Die Krankheit versucht ständig, mich in einem ewigen Kampf zu halten, in dem ich seit fast neun Jahren bin. Mein halbes Leben. Es geht jetzt darum, den schwierigen Schritt wegzumachen, loszulassen und weiter zu gehen. Ich bin motiviert, auch wenn es sehr schwierig ist.

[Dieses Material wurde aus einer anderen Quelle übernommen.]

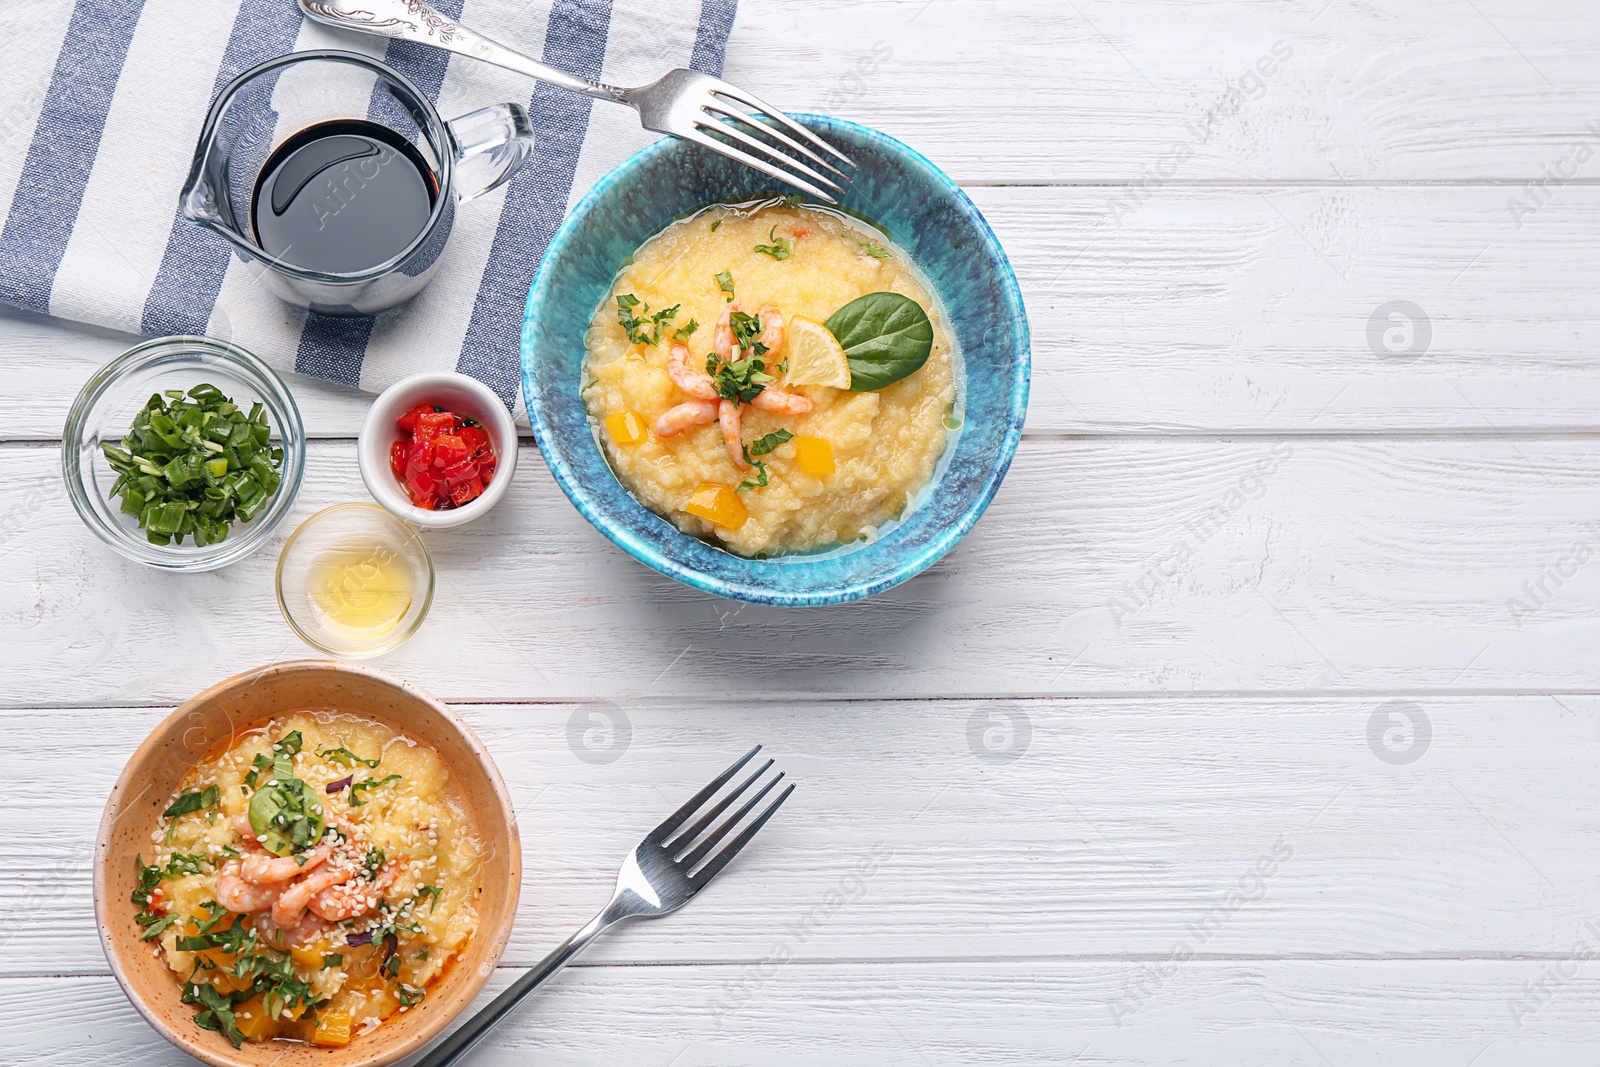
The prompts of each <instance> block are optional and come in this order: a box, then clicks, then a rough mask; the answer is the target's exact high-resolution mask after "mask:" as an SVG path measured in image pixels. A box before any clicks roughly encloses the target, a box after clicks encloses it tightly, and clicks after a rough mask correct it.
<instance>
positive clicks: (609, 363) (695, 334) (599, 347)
mask: <svg viewBox="0 0 1600 1067" xmlns="http://www.w3.org/2000/svg"><path fill="white" fill-rule="evenodd" d="M774 226H776V230H773V227H774ZM712 227H715V229H712ZM774 234H776V238H778V240H784V238H787V240H790V242H792V253H790V254H789V256H787V258H782V259H779V258H774V256H771V254H766V253H760V251H755V246H757V245H768V246H771V245H770V240H771V238H773V235H774ZM867 248H872V250H874V251H878V253H886V254H885V256H882V258H880V256H874V254H869V253H867V251H866V250H867ZM722 272H728V274H730V275H731V282H733V288H734V293H736V298H738V307H742V309H746V310H750V312H754V310H755V307H757V306H773V307H776V309H778V310H779V312H781V314H782V317H784V318H786V320H790V322H792V320H794V317H797V315H800V317H805V318H811V320H814V322H826V320H827V318H829V315H832V314H834V312H835V310H838V309H840V307H843V306H845V304H848V302H850V301H853V299H856V298H859V296H864V294H867V293H878V291H891V293H899V294H902V296H907V298H910V299H914V301H917V304H920V306H922V309H923V310H925V312H926V314H928V317H930V320H931V322H933V352H931V354H930V357H928V362H926V363H925V365H923V366H922V370H918V371H917V373H914V374H910V376H909V378H904V379H901V381H898V382H893V384H890V386H885V387H883V389H878V390H874V392H848V390H843V389H830V387H826V386H794V387H789V386H787V384H786V382H784V378H782V374H781V373H776V370H774V368H776V366H778V365H779V363H781V362H782V360H784V355H786V350H787V349H789V347H790V344H789V341H787V339H786V341H784V347H779V349H778V350H776V352H773V354H771V355H770V357H765V358H766V363H768V368H770V370H774V374H776V382H773V386H776V387H779V389H782V390H786V392H794V394H800V395H803V397H806V398H810V400H811V403H813V405H814V406H813V408H811V411H810V413H806V414H798V416H795V414H778V413H771V411H762V410H757V408H754V406H752V405H741V408H739V411H741V416H742V440H744V443H746V445H749V443H750V442H754V440H757V438H760V437H763V435H766V434H771V432H774V430H779V429H784V430H789V432H790V434H794V435H797V437H798V435H805V437H814V438H824V440H826V442H827V443H829V445H830V446H832V454H834V461H835V469H834V472H832V474H822V475H810V474H805V472H803V470H802V464H800V462H798V456H797V451H798V443H797V442H795V440H789V442H786V443H782V445H779V446H778V448H776V450H774V451H773V453H771V454H770V456H763V458H762V459H765V461H766V462H768V475H770V482H768V485H766V486H762V488H752V490H749V491H744V493H739V494H738V501H739V502H742V504H744V510H746V512H747V518H744V522H742V525H738V526H736V528H728V526H720V525H712V523H710V522H707V520H706V518H701V517H698V515H691V514H688V512H685V510H683V509H685V506H686V504H688V501H690V498H691V496H694V494H696V490H698V488H701V486H704V485H706V483H717V485H720V486H730V488H731V486H738V485H739V483H741V478H746V477H747V475H750V474H754V472H750V470H739V469H738V467H736V466H734V464H733V461H731V458H730V454H728V450H726V448H725V445H723V434H722V430H720V429H718V426H717V424H715V422H712V424H709V426H696V427H694V429H690V430H685V432H682V434H677V435H672V437H659V435H658V434H656V432H653V430H651V432H645V434H643V435H642V440H637V442H634V443H619V442H618V440H616V437H614V435H613V434H608V432H606V418H608V416H616V414H621V413H632V414H634V416H637V418H638V422H635V426H638V424H642V426H645V427H653V426H654V424H656V419H658V418H659V416H661V414H662V413H666V411H667V410H669V408H674V406H675V405H680V403H683V402H686V400H690V398H691V397H688V395H686V394H685V392H683V390H682V389H678V386H675V384H674V381H672V378H669V374H667V363H669V347H670V344H672V336H674V330H672V328H674V326H675V328H678V330H682V328H685V326H686V325H688V323H690V322H694V323H698V328H696V330H694V331H693V333H690V334H688V336H686V338H683V341H685V344H686V346H688V352H690V355H688V360H686V363H688V365H690V366H696V368H698V366H702V365H704V362H706V357H707V354H709V352H710V350H712V334H714V326H715V323H717V320H718V317H722V315H723V310H725V309H726V307H728V306H730V302H728V294H726V293H725V290H723V288H722V286H720V285H718V278H717V275H718V274H722ZM619 294H634V296H637V298H638V301H642V302H645V304H648V307H650V309H651V312H654V310H661V309H667V307H670V306H674V304H678V306H680V307H678V312H677V315H675V317H674V318H672V320H670V322H669V325H667V328H664V330H662V331H661V341H659V344H634V342H630V341H629V333H627V330H626V328H624V326H622V325H621V323H619V322H618V304H616V298H618V296H619ZM955 360H957V355H955V344H954V339H952V336H950V331H949V328H947V325H946V322H944V317H942V315H941V310H939V307H938V304H936V302H934V299H933V296H931V294H930V293H928V290H926V286H925V285H923V283H922V280H920V278H918V275H917V272H915V270H914V267H912V264H910V261H909V259H907V258H906V256H904V253H901V251H898V250H894V248H891V246H883V243H882V237H880V235H877V234H870V232H867V230H864V229H861V227H858V224H854V222H853V221H850V219H846V218H843V216H838V214H834V213H830V211H824V210H819V208H810V206H787V205H782V203H781V202H763V203H760V205H739V206H731V205H714V206H710V208H707V210H706V211H701V213H699V214H696V216H693V218H688V219H682V221H678V222H674V224H672V226H669V227H667V229H666V230H662V232H661V234H658V235H656V237H653V238H650V240H648V242H645V245H643V246H642V248H640V250H638V253H637V254H635V256H634V261H632V262H630V264H629V266H627V267H624V269H622V272H621V274H619V275H618V278H616V283H614V285H613V286H611V291H610V294H608V296H606V299H605V302H603V304H602V306H600V309H598V310H597V312H595V317H594V322H592V323H590V328H589V334H587V358H586V363H584V366H586V382H584V386H582V395H584V403H586V406H587V410H589V414H590V418H592V421H594V424H595V427H597V435H598V438H600V442H602V446H603V448H605V454H606V459H608V461H610V464H611V469H613V470H614V472H616V475H618V478H619V480H621V482H622V485H624V486H626V488H627V490H629V491H630V493H632V494H634V496H635V498H638V499H640V501H642V502H643V504H645V506H646V507H650V509H651V510H654V512H656V514H659V515H664V517H666V518H669V520H670V522H672V523H675V525H677V526H678V528H680V530H682V531H685V533H690V534H694V536H699V537H704V539H709V541H712V542H714V544H720V545H723V547H726V549H730V550H733V552H738V553H739V555H750V557H765V555H776V553H782V552H808V550H816V549H826V547H829V545H834V544H843V542H851V541H856V539H861V537H864V536H872V533H874V530H875V528H877V526H878V525H882V523H885V522H888V520H891V518H896V517H899V515H901V514H902V512H906V509H907V507H909V506H910V504H912V501H914V499H915V494H917V491H918V490H922V488H923V486H925V485H926V483H928V480H930V478H931V477H933V470H934V466H936V464H938V461H939V456H941V454H942V453H944V448H946V443H947V438H949V429H947V427H946V424H944V421H946V418H947V413H949V411H950V408H952V403H954V400H955V379H957V363H955ZM736 448H738V445H734V450H736Z"/></svg>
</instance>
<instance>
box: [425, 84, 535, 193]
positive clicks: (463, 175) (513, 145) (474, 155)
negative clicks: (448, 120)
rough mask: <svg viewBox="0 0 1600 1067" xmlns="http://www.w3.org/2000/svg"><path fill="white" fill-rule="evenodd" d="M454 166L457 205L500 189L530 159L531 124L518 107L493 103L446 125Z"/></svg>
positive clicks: (532, 132)
mask: <svg viewBox="0 0 1600 1067" xmlns="http://www.w3.org/2000/svg"><path fill="white" fill-rule="evenodd" d="M445 126H448V128H450V139H451V147H453V150H454V165H456V178H454V189H456V202H458V203H466V202H467V200H477V198H478V197H482V195H483V194H486V192H490V190H493V189H499V187H501V186H504V184H506V182H507V181H510V179H512V178H514V176H515V174H517V171H520V170H522V168H523V165H526V162H528V160H530V158H533V123H530V122H528V112H526V110H525V109H523V107H522V106H520V104H494V106H491V107H480V109H478V110H475V112H469V114H466V115H461V117H459V118H453V120H450V122H446V123H445Z"/></svg>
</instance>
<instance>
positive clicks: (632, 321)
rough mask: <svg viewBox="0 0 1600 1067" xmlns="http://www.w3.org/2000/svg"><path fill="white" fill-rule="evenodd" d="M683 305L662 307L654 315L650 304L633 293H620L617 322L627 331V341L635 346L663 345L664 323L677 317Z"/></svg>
mask: <svg viewBox="0 0 1600 1067" xmlns="http://www.w3.org/2000/svg"><path fill="white" fill-rule="evenodd" d="M680 307H683V306H682V304H674V306H672V307H662V309H661V310H659V312H656V314H654V315H651V314H650V304H645V302H643V301H640V299H638V298H637V296H634V294H632V293H619V294H618V298H616V320H618V323H621V326H622V330H626V331H627V339H629V341H632V342H634V344H661V328H662V323H666V322H670V320H672V318H674V317H677V314H678V309H680Z"/></svg>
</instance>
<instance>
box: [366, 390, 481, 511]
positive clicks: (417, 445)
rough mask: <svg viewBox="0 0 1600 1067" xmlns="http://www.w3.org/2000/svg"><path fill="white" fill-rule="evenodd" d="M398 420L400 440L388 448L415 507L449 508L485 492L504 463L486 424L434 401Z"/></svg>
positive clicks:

Ich denke daran zurück, als ich krank geworden bin oder als die Dinge so schlimm waren letztes Jahr. Ugh. Und ich denke an all die armen Mädchen und Jungen, die jetzt in derselben Situation sind. Ich möchte ihnen einfach sagen, dass das Leben so viel besser ist als eine spätere Krankheit. Ich weiß, dass es sich jetzt vielleicht wie ein Freund anfühlen mag, aber in ein paar Jahren wirst du zurückblicken und den Entscheidungen nachtrauern. Ich glaube, dass jeder heute eine Wahl hat. Wir wählen alle das Leben. Wir können wählen, was wir wollen und können an unseren Zielen arbeiten. Wir können entscheiden, welchen Weg wir gehen wollen. Wir können das Leben haben, das wir haben wollen.